Its been a few days since I was here. I hoped to have exciting, lovely news about this and that, but alas, no. I had to take little chicken Grace to the vet yesterday and leave her there to be put to sleep.
It took the full five days of antibiotic, and then another two days after that, for her to stop snotting and sneezing. I was slightly optimistic at that stage, thinking that she would pick up slowly over the coming days, given the 5 star attention that I was prepared to give to her, but quite the opposite. She wouldn’t eat, rarely drank anything and would only half-heartedly pick at grass and lettuce. The weight fell from her and I stressed and worried. Although her weight was falling her crop was still huge. I suspected that she was crop bound. I Googled it all and found videos of people with chucks hung upside down whilst the owner attempted to squeeze the crop to make it break up the impacted food. It all looked awful. I had a little massage of Grace’s crop but it seemed to cause her distress.
Yesterday I decided that she needed putting to sleep so I took her to the vet and explained this. I said that if she (the vet) disagreed then I was happy to consider treatment but she didn’t disagree. She said that the crop was probably so far stretched that even if they emptied it, and Grace didn’t die of stress, there was a good chance that the crop, having been so stretched, wouldn’t function properly. I also said that what was the future likely to hold for her if she was going through all this at such a young age.
I had to accept that some lives are meant to be short. I had to try to believe something because trust me, I am really, really at the end of my emotional tether with these chickens.
When I look back, and it really is true, hindsight is a wonderful thing, I think Grace had always had a large crop.

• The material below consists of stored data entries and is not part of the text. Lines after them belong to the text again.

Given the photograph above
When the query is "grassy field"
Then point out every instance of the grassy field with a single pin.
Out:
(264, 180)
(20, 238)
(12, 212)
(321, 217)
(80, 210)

She was a greedy chicken and would always swoop on anything and have the lion’s share. This it seems was to her detriment.
Richard’s first words when he came in from work were, ‘how’s the chicken?’
‘Gone,’ I said.
I won’t have another. Flight and Little will have to amuse themselves with each other. I’ve had a major rethink on the chucks bedding. I’ve thrown out all the straw and replaced it with wood shavings on the inside and a horse-type hemp bedding in the outside run. I fear that the straw was subject to mould spores and also the chucks ate it. Flight and Little don’t look massively impressed but it’s a stupid person who can’t learn by experience and no chuck of mine will ever be subjected to mould spores or material that can help to block a crop. I think I’m being hard on myself regarding the blocked crop because, as I say, I’m sure her crop was always enlarged right from the first day of having her.
The good news, from my point of view at least, is that I’ve buckled down to writing the new novel. I’ve worked on it Monday, Tuesday and Wednesday for a couple of hours. This is good because I am lacking enthusiasm and discipline just lately. Sometimes you just have to stop grovelling in self-pity, kick yourself up the butt and get on with things. As I have said many times – it isn’t the things that happen to you in your life that do the damage and affect you, it is your perception of them. How you choose to let them affect you.
I’ve also pruned back the garden to within an inch of its life and moved a few plants that need more space for next year so, even though I haven’t been here I have been somewhere, doing something.
And right now I am going to just make this a short blog and be back tomorrow.
Take care my lovelies x
PS And again – welcome to all new followers and thank you for the likes and comments.